Свобода - торжественный праздник
Р. Бернс
ПРОЛОГ
Как-то в начале апреля в Вустершире по единственной полосе земли, не поросшей травой, медленно двигался человек и сеял плавными взмахами сильной загорелой волосатой руки; роста он был высокого и широк в плечах. На нем не было ни куртки, ни шляпы; полы расстегнутой безрукавки, надетой поверх ситцевой рубахи в синюю клетку, хлопали по перетянутым поясом плисовым штанам, цветом своим напоминавшим его квадратное светло-коричневое лицо и пыльные волосы. Взгляд у него был грустный, рассеянный и в то же время напряженный, как у больных падучей, губы мясистые, и, если бы не тоскливое выражение глаз, лицо могло бы показаться грубым и чуть ли не животным. Его словно угнетала царящая вокруг тишина. На фоне белесого неба темнели окаймлявшие поле вязы с едва распустившейся листвой. Весна была ранняя, и легкий ветерок уже нес запахи земли и пробивающихся трав. На западе высились зеленые Молвернские холмы, а неподалеку, в тени деревьев, стоял длинный деревенский дом из выветрившегося кирпича, повернутый фасадом на юг. И во всем этом зеленом мире не было видно ничего живого, кроме сеятеля да нескольких грачей, перелетавших с вяза на вяз. А тишина стояла какая-то особенная, задумчивая, покойная. Поля и холмы будто посмеивались над жалкими стараниями человека их покалечить, над царапинами дорог, канав и поднятой плугом земли, над шаткими преградами стен и живой изгороди, - зеленые просторы и белое небо словно сговорились не замечать слабых людских усилий. Как одиноко было вокруг, как глубоко было все погружено в басовое звучание тишины, слишком величественное и нерушимое для любого смертного!

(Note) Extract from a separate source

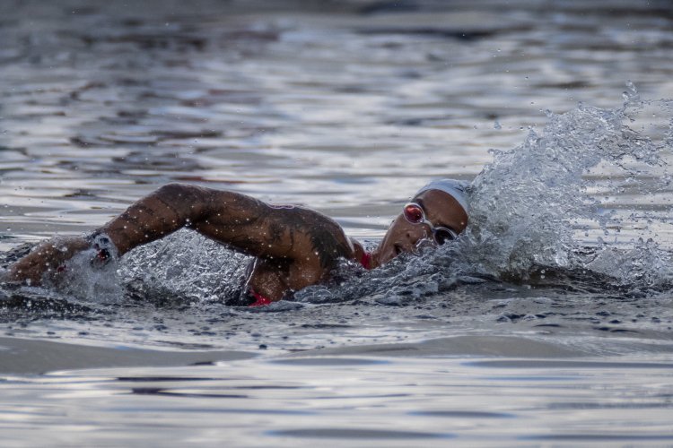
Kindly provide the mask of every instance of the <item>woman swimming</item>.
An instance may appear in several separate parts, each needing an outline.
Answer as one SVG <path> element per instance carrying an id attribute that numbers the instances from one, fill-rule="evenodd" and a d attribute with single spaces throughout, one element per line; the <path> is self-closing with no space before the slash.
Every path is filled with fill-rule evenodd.
<path id="1" fill-rule="evenodd" d="M 54 238 L 10 267 L 9 279 L 39 284 L 67 269 L 75 254 L 95 249 L 92 263 L 106 263 L 134 247 L 189 228 L 255 257 L 246 291 L 253 305 L 267 305 L 330 280 L 340 259 L 374 269 L 419 243 L 442 245 L 468 225 L 465 184 L 431 182 L 414 195 L 371 253 L 346 237 L 334 220 L 316 211 L 271 205 L 230 191 L 169 184 L 140 199 L 87 237 Z"/>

Шагая поперек изрезанного бороздами поля, сеятель все кидал свои зерна в бурый суглинок, но вот наконец он швырнул последнюю горсть семян и замер. Дрозды еще только запевали вечернюю песню, - ее радостные переливы надежнее всего на свете сулят вечную юность земле. Человек поднял куртку, накинул ее на плечи, повесил на спину плетеную сумку и зашагал к обсаженной вязами дороге, которая поросла по краям травой.
- Трайст! Боб Трайст!
У калитки обвитого зеленью дома, стоявшего в фруктовом саду высоко над дорогой, его окликнул черноволосый юноша с легким загаром на лице; рядом с ним была девушка с курчавыми каштановыми волосами и румяными, как маки, щеками.
- Вас предупредили о выселении?
Великан медленно ответил:
- Да, мистер Дирек. Если она не уедет, придется уходить мне.
- Какая подлость!
Крестьянин мотнул головой, словно хотел что-то сказать, но так ничего и не выговорил.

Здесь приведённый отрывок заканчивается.